Time Out says
In its four previous seasons, Nip/Tuck oscillated between incisive brilliance and eye-rolling mediocrity, often within a single episode. Last year’s organ-theft story line made it clear the series would require a radical shake-up in order to stay interesting, and by moving the action from Miami to Los Angeles, creator Ryan Murphy has achieved what was needed and then some.

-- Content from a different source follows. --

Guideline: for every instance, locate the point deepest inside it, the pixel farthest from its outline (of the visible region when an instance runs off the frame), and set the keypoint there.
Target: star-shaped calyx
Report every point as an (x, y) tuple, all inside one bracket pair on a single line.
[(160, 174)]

Once Miami’s top cosmetic surgeons, Dr. Christian Troy (Julian McMahon) and Dr. Sean McNamara (Dylan Walsh) are hicks from the sticks in L.A., where rival practices are outnumbered only by Starbucks outlets (“I feel like I’m selling semen in a whorehouse,” Christian grumbles). The lads soon sign on with an elite publicist (Lauren Hutton) who lands them a gig consulting on a TV series, which Murphy uses to satirize Grey’s Anatomy as well as Nip/Tuck itself. As a result of the job, the heretofore meek Sean morphs into the alpha of the pair, while Christian, traditionally the stud, succumbs to insecurity. The series has always been at its best when the openly gay Murphy uses Christian as a means of exploring the psyche of straight men, and giving the doctor a midlife crisis helps take the focus off the increasingly outlandish procedures du jour, putting the characters front and center once again. L.A. is hardly an original backdrop for a TV series, but showing the town through the eyes of outsiders provides a vivid sense of its seaminess that’s missing from many SoCal dramas. The first two episodes are loaded with well-cast guests (including Oliver Platt, Bradley Cooper, Daphne Zuniga and Paula Marshall) who effortlessly adapt to the series’s hard-to-nail blend of comedy, soap opera and psychodrama. After a lumpy fourth season, Nip/Tuck is finally fun again, and it’s been too easy to forget just how entertaining it can be.